Argent goes to tackle his favorite hills after riding 200 miles? You ride 200 on a fixie?...maybe I wont be tagging along with you guys up Hurry Ridge next month after all. :frown5:


----------



## JP (Feb 8, 2005)

borregokid said:


> Anyone else thinking of Ramrod.?


I didn't get in, but I'm thinking about the bandit thing. I know it's cheezy, but I really want to ride it because the jersey this year is drop dead nice. On the other hand, Tour De Blast really beat me up this year, so I got a bit chicken. 

I'd better figure this out soon.


----------



## 2ride (Apr 2, 2002)

*STP thoughts...*

First of all, this was my first STP after threatening to do it numerous times. Wasn't planning to ride until Friday morning... got a ticket on Craigslist. Did the one day version... physically challenging for sure but not as hard as RAMROD. I'm glad I did it but I probably wouldn't again. Other than being with 9,000 other like-minded folks, the ride wasn't a memorable experience.

The scenery was ok but like most of western WA, the beautiful countryside is littered with too many mobile homes with a broken down car(s), a rusted out washing machine, and a brand-spanking new satellite dish in the front yard. And what's with the pickup trucks with no back window? Must have been passed by two dozen all with a kid yelling some ignorant, red neck heckle. Sorry for the rant but after living in Portland and riding in the surrounding farmlands/vineyards for many years I have high expectations. Miss Portland a lot!

With regard to the Garmin Edge battery life... please do not use an Energizer battery powered cell phone charger. Read on the Motion Based forum that this was a solution but I think it fried my Edge... it worked for a couple of charges during feed/water stops but then my Edge wouldn't turn on.

Overall, I'm glad I did the one day STP... it was a nice accomplishment.


----------



## Argentius (Aug 26, 2004)

3 comments:

1 ) I used my Edge 205 for the ride, and after the new firmware update (from May, but finally installed it) I actually was able to JUST get the whole 9-hour trek in. Impressive. It self-powered-off twice on me, but got going again immediately. 

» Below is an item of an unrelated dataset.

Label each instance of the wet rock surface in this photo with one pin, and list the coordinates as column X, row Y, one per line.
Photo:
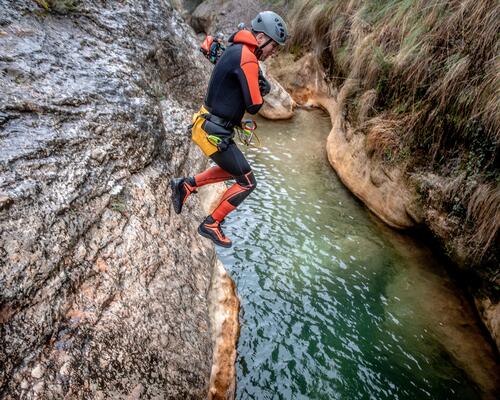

3 ) With the mobile charger thingee -- did you make sure to use the right power of charger? My motorazr cell phone charger fits the same mini-USB port, but has a much higher output, than my garmin charger, IIRC. I have had an Edge totally lock up, not respond to any buttons, but after performing the reset procedure on their website (that I also don't recall,) it worked fine again.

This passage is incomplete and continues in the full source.